AI can solve olympiad math but fails at research math — and now we can measure the gap
What happened
Researchers created a benchmark of 25 genuinely hard math problems (the kind that took weeks for PhD mathematicians to solve) to test whether AI systems that ace math competitions can handle real research-level work. They all scored below 10%, exposing a massive gap between competition math and the kind of reasoning mathematicians actually do.
Why it matters
For three years, AI labs have claimed their systems reached gold-medal performance on the International Mathematical Olympiad, generating headlines about AI solving 'hard math.' But olympiad problems are a narrow slice — competition problems reward clever tricks over deep theory, and they come from a limited domain that AI can train on. This benchmark shows the trick: AI is pattern-matching on a constrained problem set, not reasoning at research level.

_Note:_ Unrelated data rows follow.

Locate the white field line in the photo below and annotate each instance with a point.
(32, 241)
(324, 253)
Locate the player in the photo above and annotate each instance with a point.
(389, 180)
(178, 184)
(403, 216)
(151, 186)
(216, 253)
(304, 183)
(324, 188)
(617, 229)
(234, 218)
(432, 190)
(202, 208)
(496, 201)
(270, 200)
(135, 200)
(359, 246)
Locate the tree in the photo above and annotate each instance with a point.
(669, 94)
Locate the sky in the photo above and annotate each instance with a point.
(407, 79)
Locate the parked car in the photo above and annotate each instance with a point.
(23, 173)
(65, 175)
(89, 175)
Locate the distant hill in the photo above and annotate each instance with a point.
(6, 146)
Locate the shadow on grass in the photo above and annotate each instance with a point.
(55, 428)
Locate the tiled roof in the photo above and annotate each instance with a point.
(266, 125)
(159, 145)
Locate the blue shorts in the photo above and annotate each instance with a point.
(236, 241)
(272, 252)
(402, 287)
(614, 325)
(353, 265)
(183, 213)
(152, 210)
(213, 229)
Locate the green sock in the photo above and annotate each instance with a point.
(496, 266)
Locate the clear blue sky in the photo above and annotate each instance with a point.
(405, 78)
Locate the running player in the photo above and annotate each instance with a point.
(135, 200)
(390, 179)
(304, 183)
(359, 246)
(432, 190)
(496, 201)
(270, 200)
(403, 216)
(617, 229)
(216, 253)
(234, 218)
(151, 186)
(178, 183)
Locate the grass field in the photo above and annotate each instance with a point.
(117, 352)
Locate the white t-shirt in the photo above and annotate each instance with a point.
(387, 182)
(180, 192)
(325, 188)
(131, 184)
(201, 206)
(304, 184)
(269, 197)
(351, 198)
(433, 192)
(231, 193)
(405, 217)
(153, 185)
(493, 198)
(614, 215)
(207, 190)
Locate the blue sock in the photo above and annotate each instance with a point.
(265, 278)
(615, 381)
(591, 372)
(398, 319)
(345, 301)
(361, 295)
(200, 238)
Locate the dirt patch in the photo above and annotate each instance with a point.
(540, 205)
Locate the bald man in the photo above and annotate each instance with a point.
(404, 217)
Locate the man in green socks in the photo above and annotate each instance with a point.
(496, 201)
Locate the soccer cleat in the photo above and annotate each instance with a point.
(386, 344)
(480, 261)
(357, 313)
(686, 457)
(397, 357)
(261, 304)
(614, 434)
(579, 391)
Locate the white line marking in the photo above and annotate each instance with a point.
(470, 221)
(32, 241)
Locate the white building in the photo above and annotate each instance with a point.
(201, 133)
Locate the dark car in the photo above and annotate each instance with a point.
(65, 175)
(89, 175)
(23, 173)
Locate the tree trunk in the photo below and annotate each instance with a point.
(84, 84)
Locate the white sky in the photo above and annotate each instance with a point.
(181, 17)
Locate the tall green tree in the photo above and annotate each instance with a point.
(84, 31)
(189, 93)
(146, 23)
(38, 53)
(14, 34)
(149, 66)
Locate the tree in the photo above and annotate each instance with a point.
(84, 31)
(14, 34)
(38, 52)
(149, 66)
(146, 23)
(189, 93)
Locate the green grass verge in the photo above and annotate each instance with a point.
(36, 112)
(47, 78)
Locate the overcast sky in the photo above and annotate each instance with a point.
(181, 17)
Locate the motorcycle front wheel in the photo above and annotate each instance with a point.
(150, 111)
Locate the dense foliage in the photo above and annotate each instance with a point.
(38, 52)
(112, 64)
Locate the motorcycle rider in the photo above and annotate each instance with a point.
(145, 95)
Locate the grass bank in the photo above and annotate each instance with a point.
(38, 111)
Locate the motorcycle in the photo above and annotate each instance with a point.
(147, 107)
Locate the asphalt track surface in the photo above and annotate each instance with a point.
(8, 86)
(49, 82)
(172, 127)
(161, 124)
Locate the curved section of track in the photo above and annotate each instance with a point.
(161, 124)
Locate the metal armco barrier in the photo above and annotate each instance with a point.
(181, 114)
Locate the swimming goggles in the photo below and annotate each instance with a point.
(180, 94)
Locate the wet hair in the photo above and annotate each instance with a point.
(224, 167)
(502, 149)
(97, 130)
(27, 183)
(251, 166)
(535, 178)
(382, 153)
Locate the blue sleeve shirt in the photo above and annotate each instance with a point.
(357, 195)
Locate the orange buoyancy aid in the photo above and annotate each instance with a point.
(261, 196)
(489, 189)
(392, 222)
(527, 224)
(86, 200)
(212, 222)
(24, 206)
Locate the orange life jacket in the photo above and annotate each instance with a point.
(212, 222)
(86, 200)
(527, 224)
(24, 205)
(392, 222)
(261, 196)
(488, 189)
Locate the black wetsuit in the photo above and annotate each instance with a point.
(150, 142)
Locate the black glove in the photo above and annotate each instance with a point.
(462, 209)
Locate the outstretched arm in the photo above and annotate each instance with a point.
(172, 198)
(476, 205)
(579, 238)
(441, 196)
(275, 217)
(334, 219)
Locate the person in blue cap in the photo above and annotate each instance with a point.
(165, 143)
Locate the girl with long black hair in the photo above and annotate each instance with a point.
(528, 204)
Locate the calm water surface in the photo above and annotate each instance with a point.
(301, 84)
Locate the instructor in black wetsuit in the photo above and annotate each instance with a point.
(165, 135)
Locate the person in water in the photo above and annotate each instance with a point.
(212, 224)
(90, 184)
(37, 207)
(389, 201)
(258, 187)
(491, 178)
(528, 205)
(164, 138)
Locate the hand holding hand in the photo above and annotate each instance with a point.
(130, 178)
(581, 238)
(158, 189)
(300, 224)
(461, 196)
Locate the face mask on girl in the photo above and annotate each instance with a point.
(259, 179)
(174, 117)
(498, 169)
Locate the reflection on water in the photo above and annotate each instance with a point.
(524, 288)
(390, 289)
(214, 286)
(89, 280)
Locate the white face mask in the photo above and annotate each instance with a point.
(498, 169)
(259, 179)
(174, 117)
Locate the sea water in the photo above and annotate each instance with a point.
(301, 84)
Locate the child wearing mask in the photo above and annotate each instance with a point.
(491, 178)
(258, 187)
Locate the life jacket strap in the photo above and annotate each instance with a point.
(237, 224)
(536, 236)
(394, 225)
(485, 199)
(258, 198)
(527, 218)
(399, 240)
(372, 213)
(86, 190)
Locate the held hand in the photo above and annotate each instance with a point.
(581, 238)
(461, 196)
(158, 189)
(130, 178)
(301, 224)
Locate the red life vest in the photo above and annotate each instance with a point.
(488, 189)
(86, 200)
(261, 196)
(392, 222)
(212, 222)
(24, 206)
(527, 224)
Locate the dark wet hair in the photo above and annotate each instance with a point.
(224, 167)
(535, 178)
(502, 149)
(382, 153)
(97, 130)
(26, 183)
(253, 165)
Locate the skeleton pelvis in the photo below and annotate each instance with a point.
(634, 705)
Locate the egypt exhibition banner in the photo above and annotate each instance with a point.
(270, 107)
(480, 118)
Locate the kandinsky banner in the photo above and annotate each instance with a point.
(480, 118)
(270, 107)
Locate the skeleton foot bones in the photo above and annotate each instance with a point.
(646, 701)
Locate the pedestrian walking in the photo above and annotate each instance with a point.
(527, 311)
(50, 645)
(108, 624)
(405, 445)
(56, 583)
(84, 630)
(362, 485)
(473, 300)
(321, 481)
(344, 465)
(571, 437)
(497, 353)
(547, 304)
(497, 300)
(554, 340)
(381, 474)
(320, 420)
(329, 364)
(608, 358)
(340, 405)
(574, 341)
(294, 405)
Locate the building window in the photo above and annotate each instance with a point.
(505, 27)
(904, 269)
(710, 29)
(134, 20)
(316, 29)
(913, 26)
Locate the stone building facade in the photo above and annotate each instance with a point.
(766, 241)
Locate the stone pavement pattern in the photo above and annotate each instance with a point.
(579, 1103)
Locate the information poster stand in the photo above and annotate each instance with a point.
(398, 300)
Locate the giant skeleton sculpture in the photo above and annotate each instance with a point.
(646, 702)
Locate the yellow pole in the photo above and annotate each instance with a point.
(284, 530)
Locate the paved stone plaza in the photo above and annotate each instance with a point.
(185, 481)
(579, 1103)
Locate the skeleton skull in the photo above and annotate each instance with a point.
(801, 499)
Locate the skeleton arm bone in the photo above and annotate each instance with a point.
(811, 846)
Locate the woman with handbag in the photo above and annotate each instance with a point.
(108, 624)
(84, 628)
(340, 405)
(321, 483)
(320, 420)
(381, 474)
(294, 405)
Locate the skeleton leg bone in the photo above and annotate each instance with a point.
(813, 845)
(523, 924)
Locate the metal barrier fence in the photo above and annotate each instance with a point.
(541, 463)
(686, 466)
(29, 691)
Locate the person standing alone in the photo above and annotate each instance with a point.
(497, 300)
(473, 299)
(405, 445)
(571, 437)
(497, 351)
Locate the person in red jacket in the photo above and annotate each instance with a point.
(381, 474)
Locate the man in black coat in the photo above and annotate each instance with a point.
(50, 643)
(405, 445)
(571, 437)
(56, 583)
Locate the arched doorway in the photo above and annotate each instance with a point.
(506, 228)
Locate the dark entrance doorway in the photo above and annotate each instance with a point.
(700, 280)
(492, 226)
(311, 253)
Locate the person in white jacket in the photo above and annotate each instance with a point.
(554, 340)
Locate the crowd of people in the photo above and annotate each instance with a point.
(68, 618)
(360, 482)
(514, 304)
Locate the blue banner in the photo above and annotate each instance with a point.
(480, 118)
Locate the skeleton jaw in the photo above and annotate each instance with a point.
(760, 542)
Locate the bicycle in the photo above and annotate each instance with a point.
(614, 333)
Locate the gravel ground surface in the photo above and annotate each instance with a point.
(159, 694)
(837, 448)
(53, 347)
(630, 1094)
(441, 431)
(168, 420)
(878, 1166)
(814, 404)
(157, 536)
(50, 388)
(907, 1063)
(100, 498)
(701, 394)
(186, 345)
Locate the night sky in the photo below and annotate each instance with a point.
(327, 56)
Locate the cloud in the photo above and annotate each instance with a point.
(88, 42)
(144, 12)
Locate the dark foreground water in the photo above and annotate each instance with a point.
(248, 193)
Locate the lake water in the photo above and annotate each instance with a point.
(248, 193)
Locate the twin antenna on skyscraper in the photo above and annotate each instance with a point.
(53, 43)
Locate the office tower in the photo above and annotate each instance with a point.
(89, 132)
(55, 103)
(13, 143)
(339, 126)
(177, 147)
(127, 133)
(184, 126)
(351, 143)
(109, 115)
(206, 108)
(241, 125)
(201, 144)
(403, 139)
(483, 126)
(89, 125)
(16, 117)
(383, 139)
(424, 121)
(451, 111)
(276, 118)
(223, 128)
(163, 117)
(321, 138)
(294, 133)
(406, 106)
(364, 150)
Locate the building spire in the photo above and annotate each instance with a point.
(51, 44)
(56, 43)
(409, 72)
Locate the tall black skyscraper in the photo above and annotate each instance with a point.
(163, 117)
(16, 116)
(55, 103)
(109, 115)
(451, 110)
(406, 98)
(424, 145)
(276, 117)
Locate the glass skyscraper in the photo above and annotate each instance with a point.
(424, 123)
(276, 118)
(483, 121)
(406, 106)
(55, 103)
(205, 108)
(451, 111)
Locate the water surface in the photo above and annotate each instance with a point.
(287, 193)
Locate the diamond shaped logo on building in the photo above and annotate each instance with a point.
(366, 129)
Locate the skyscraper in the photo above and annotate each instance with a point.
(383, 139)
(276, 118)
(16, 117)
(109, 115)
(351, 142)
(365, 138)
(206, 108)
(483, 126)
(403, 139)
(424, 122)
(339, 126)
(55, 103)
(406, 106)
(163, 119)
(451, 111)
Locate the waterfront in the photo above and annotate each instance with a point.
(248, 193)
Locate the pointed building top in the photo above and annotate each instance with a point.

The practical effect is brutal: every frontier model tested scored under 10% on problems that are harder in the way real mathematics is harder. This matters because it cuts through the hype. If you hear 'AI solved the IMO,' you now know what that actually means — and doesn't mean.
The signal
Watch whether labs start publishing attempted solutions to Riemann-Bench problems and whether those attempts reveal what kinds of mathematical reasoning the models are actually missing — or whether they simply stop claiming superiority on mathematical reasoning.